Primäre  und lebenslange Versorgung der Bevölkerung unter Berücksichtigung sämtlicher sozialer, arbeit- und freizeitrelativer, psychischer, somatischer Aspekte, unabhängig von Alter und Geschlecht der Patienten, selbstverantwortlich und weisungsungebunden, immer auf dem besten Stand des Wissens und Gewissens und gemäß den Regeln der medizinischen Wissenschaft :

 Erhaltung, Verbesserung der Gesundheit

- Protektion, Früherkennung, Diagnose und Behandlungseinleitung, Heilung oder Begleitung oft bis zum Tod

- Drehscheibe für Fragen und Bedürfnisse im

a.       intramuralen und poststationären Bereich, Kooperation mit ärztl. Kollegenschaft und Sozialorganisationen im intra- und extramuralen  Bereich

b.      Organisation und Management der sozialen Schiene im täglichen Bedarf

c.       Kooperation und Einbindung der Fachkollegenschaft im täglichen Bedarf

d.      Koordination sämtlicher Einrichtungen des Gesundheits-wesens

Gewährleistung der Primärversorgung in somato-psycho-sozialen Belangen, wohnortnahe, familienfreundlich, arbeitssozial entsprechend, angepaßt an individuelle, familiäre, lokale und regionale Bedürfnisse

f.        Gesunder Wirtschaftsbetrieb

g.       Wahrung des höchsten Ausbildungsniveaus durch optimierte prä-postpromotionelle Ausbildung, Fortbildung und Qualitätssicherung

Besonders Allgemeinmediziner/Innen stehen aufgrund des oben angeführten Arbeitsspektrums im Spannungsfeld zwischen Begehren von 

        Patienten und deren Familien, Arbeitsgeber, soz. Umfeld

        Leistungsfinazierern/ Versicherungen

        Arztfamilie

        Arzt/ Ärztin

        Qualität ärztlicher Leistung (Prozeßqualität)

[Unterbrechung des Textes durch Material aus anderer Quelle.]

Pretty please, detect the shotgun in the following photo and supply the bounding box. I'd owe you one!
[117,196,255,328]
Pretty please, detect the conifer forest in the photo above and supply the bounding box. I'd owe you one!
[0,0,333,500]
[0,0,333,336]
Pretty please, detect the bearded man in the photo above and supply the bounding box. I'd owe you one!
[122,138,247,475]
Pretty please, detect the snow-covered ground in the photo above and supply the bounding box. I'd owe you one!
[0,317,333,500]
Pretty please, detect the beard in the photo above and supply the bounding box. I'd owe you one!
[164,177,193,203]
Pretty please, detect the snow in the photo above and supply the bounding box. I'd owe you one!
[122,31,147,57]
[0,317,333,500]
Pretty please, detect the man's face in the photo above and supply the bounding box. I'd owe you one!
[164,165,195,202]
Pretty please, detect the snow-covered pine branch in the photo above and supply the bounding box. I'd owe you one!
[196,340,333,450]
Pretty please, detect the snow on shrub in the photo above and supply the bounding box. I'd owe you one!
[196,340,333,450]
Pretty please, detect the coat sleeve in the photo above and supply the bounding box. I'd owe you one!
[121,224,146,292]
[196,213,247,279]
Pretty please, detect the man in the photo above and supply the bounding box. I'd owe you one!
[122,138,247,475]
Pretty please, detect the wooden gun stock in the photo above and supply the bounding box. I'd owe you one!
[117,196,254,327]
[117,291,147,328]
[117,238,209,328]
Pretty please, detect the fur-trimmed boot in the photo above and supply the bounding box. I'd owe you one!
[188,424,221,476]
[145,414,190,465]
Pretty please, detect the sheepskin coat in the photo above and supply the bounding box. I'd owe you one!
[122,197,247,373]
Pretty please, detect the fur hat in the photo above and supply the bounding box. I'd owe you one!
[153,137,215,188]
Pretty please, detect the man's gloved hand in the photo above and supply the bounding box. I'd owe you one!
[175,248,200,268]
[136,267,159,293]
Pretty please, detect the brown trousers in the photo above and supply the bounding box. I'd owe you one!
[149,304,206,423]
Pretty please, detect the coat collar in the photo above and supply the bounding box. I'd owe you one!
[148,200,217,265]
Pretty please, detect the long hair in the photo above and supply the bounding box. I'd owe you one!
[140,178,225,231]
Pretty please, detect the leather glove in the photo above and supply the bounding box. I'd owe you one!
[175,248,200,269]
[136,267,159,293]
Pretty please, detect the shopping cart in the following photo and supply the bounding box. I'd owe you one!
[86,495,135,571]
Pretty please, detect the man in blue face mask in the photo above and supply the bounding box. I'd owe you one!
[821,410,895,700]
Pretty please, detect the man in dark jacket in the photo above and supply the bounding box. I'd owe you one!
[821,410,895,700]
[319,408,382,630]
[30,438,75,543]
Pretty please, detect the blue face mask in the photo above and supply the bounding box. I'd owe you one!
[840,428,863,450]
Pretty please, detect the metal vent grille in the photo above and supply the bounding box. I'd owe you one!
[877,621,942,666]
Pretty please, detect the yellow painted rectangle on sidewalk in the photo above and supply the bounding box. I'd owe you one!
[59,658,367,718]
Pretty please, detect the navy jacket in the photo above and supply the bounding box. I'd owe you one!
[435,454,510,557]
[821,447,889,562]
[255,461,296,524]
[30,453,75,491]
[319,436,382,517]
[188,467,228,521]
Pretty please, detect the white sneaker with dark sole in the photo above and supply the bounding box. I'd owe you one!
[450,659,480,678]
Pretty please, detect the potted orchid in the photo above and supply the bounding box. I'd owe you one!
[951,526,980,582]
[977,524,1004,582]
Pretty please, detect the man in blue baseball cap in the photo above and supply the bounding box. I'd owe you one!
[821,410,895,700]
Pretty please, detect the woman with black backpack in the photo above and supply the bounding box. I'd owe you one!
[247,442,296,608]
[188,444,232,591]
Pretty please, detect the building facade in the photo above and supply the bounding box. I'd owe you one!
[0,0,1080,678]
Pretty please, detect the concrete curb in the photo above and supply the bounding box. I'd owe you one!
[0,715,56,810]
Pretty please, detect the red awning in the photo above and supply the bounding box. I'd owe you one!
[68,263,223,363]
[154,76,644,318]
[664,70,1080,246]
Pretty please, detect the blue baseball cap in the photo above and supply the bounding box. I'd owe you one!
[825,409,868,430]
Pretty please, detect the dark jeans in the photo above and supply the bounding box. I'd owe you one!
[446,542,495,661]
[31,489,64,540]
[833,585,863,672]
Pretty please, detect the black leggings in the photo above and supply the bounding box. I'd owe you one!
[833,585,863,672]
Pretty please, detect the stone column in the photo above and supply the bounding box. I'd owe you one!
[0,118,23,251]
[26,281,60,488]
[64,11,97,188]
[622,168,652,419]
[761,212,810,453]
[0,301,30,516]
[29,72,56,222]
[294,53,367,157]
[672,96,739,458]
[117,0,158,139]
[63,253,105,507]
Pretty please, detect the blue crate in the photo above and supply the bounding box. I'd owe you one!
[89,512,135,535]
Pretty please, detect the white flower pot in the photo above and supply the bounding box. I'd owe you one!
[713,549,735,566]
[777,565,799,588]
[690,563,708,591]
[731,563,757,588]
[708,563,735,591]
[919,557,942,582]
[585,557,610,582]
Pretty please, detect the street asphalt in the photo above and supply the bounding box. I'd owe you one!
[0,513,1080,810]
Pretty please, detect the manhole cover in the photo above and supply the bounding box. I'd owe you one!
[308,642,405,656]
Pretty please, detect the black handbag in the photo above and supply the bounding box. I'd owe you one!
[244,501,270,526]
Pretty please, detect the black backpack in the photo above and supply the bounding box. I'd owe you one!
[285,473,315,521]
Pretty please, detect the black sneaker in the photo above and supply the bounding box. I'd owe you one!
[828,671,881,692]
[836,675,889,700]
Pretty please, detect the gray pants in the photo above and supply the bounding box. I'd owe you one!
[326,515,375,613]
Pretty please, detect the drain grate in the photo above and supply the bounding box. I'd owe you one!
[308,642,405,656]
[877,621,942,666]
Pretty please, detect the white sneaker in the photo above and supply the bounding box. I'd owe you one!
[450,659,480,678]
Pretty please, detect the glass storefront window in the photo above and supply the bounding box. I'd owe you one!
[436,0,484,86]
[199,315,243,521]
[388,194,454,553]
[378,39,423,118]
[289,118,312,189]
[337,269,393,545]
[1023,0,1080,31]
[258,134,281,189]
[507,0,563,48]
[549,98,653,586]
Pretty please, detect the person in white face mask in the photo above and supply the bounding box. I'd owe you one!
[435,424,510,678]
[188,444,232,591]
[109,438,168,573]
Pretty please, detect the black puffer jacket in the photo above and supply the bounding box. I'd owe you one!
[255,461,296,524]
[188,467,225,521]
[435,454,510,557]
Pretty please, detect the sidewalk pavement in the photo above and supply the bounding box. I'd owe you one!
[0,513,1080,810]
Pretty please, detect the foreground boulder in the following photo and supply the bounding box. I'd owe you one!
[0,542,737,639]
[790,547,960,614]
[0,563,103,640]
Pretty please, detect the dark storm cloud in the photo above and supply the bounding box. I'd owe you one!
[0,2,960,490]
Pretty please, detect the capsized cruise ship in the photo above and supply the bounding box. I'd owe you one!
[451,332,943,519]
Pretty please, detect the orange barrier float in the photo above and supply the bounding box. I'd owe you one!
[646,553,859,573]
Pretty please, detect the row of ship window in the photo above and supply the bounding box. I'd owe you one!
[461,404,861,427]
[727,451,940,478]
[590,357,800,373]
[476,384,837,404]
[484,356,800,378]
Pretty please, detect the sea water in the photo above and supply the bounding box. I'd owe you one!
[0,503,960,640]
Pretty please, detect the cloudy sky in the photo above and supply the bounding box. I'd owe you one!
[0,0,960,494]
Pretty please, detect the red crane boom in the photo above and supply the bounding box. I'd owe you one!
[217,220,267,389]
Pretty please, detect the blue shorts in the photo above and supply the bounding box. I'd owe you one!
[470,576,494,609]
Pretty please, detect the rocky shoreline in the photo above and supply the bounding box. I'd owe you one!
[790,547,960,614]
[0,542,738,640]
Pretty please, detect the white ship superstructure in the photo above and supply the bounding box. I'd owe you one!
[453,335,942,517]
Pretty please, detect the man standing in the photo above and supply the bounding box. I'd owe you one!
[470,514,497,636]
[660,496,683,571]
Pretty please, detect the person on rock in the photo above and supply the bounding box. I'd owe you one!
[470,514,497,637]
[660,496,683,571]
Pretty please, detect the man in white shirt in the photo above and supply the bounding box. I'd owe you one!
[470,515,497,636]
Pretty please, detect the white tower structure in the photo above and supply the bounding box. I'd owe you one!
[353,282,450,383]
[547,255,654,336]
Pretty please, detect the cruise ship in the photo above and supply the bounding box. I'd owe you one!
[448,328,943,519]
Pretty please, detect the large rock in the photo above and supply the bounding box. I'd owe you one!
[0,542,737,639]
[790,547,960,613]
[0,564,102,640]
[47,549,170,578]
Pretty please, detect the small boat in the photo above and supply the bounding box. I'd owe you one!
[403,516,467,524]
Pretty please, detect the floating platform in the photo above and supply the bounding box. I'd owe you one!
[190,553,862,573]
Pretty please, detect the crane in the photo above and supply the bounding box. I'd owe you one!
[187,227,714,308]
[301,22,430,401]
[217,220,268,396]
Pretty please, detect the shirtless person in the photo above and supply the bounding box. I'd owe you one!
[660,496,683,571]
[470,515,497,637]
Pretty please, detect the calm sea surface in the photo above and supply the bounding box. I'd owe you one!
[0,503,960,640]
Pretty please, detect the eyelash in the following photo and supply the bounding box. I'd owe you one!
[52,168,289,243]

        Qualität ärztlicher Organisation (Organisationsqualität)

        Ärztekammer

        Staat und Finanzamt

         EU

Wie kann man dieses Spannungsfeld verbessern? Durch

-Öffentlichkeitsarbeit, Kommunikation

-Individuelle, lokale, regionale und leitbilderstellende überregionale moderierte Fortbildungszirkel (z.B. Qualitätszirkel, Balintgruppen, Fokusgruppen) zur Bildung von  Standards und lokalem State of the Art

-Gruppenpraxen zur

Besserung der  Tagesversorgung der Bevölkerung und der familiensozialen Situation des Arztes/ der Ärztin, Förderung interkollegialer  Diskussion vor Ort, angemessenere Übernahme angeführter Leistungsprofile

-Optimierung der wirtschaftlichen Situation von Allgemeinpraxen

-Einrichtung von Lehrstühlen für Allgemeinmedizin, zuständig für Wissenschaft und Forschung, State of the Art unter Berücksichtigung der Qualitätszirkelarbeit, entsprechende prä-und postpromotionale Ausbildung, interfakultäre Berufsbildidentifikation, Öffentlichkeitsarbeit, der Arbeit der Gesellschaften für Allgemeinmedizin, Mitarbeit in Qualitätszirkeln, Beteiligung von Arztpraxen im universitären Bereich, etc.